LIT_main

French toast coming together.

French toast coming together.

By Brooke Hartman
Photos by Jeff Hartman

As a World Next Door fellow—or a traveler in general— some lost-in-translation moments are inevitable. Although they’re rarely very consequential, they do make for some pretty interesting moments.

While we were in Rwanda, my husband Jeff and I were spending time at a rural, valley-nested, lakeside coffee plantation in the Western part of the country. About halfway through the week, the Plantation Manager, Assistant Agronomist and I sat around the kitchen table racking our brains on how we might obtain ingredients to make an “American” breakfast and dinner, per the request of Anastasi, the woman who cooks for us.

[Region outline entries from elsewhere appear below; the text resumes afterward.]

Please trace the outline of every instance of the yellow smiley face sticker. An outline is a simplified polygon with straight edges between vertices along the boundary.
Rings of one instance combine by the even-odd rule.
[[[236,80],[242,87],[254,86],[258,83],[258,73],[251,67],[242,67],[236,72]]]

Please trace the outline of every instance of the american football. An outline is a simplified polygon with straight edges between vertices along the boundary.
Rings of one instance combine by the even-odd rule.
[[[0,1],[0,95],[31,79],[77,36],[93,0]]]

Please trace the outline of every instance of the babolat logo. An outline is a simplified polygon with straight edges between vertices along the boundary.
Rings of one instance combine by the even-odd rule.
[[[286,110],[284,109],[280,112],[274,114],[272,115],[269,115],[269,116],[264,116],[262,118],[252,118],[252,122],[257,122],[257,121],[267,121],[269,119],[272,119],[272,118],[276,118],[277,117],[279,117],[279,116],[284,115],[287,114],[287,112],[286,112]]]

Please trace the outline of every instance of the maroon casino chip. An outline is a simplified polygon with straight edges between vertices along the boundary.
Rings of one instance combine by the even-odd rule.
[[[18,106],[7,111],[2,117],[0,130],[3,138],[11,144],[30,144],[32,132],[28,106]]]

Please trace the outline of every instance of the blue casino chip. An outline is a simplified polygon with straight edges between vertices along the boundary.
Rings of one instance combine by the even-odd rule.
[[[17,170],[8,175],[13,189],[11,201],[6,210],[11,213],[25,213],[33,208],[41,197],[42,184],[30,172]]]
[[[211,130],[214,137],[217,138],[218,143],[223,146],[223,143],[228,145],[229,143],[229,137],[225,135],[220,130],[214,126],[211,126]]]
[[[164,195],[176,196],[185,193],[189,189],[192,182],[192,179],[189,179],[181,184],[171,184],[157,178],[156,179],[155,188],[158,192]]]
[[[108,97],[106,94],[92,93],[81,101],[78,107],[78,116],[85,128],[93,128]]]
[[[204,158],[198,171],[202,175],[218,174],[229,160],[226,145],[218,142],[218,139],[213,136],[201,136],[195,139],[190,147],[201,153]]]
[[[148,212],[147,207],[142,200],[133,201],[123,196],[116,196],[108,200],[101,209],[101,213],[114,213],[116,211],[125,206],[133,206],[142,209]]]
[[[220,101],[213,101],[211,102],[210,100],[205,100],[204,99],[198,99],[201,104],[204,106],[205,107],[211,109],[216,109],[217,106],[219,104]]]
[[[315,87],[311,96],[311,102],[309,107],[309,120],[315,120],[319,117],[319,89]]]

My fallback breakfast staple is eggs in a basket, which I call one-eyed sailors (gets a laugh every time) and French toast, because almost everybody has eggs and bread. Milk was an issue, but after two days of discussion, someone brought a few bags of whole milk from Gisenyi, and so the French toast plan came to life.

I asked if they had things like cinnamon or vanilla or syrup for French toast. When they didn’t understand me, I showed pictures on my laptop. I am still chuckling at the sight of everyone gathered around my laptop, scratching their heads as they studied a picture of cinnamon.  “We don’t have,” they said, totally puzzled.

A successful breakfast! Even without vanilla…

A successful breakfast! Even without vanilla…

They didn’t recognize the picture of syrup either, and I could never really explain what it was to satisfaction. I decided to improvise with honey (which has crystallized into a thick paste), boiled on the stove with water until syrupy. I asked about vanilla. They got very excited and said, “Yeah! We have! We have!”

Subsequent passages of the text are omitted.